YALANSIZ

187 6 2
                                    

Doğrularla yaşayıp kaybetmek, yalanlarla yaşayıp kazanmaktan çok daha onurlu bir davranış. Yalanlarla kendine anlam katmaya çalışan bir insanın kendinden bir sürü şey götürdüğünü fark edememesi kadar acı hiçbir şey yok. Günümüz yaşantısında "güvenmek" eski bir yazıt kadar tarihe gömülmüş, yok olmaya yüz tutmuş bir eylem olmaya doğru gidiyor.

Bu eksikliği kendimiz var edip insanın insana değer vermediği bir yaşantıya doğru sürükleniyoruz. Oysa ki yalan kadar yanlış ve zor bir eylemi bizi toplumda seçilen bir insan olmanın en temsil eden örneği güven duygusunu güvenilir insan kişiliğini unutup yalanı tercih ediyoruz.
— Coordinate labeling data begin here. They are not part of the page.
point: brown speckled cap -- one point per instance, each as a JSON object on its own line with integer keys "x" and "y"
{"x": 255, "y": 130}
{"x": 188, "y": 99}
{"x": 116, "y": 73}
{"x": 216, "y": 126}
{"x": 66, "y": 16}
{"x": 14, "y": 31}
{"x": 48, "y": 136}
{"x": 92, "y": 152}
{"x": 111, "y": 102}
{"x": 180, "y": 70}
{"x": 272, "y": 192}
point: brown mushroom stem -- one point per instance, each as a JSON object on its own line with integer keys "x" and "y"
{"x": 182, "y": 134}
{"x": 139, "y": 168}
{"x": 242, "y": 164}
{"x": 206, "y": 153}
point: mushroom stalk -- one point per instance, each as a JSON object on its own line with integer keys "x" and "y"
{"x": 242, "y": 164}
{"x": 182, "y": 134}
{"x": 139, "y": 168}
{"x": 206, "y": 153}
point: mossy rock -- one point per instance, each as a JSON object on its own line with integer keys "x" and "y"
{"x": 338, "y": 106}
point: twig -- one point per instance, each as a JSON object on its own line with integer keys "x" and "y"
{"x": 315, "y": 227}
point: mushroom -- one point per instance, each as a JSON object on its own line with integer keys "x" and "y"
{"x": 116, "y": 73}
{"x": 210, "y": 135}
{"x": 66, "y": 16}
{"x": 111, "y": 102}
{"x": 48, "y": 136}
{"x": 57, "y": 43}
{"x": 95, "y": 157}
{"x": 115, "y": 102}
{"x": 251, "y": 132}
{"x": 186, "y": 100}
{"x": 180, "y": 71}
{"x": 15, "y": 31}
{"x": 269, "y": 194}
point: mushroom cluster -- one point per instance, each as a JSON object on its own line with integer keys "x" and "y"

Dünyayı güzelleştirmek için yaratılan bizler, bulunduğumuz kabı pisletip içinde yaşamaya mecbur olduğumuz halde kendi yaptığımız tüm yanlışları unutup bundan sürekli yakınıp şikayetçi oluyoruz.

İnsan nasıl oluyor da pis bir ortamda bulunup hastalanıyorsa bizde pislettiğimiz dünyada , kendi yaptıklarımızla birer birer temiz ruhlarımızı zehirliyoruz.

Yanlış olan şeyleri insan kendi içinde bilebilir. Ayırt edebilir, doğruyu seçip çıkarabilir. Bazı kişiler yalanı iyilik için yaptıklarını sansalar da daha çok aşağı süründüklerini fark etmeleri pek bir zaman almaz.

Ne demişler yalan yalanı doğurur diye. Akıllanmak için hiçbir nasihat etki halinde değil. İlla bir bela aranıp düşünce, yanlışın kötü olduğunu fark eder haldeyiz. Öğrenmek, ders almak yanlışı da doğruyla seçebilecek bir dünya gene insan olarak adlandırılmış en asil varlığın elinde.

Hükmedebildiğimiz tek organın beyin olması bize verilen en büyük hediyelerden bir tanesi. Nasıl kusursuz bir bedenin sahibiysek, kusursuz bir dünyada yaşayabilmekte gene bizim elimizde.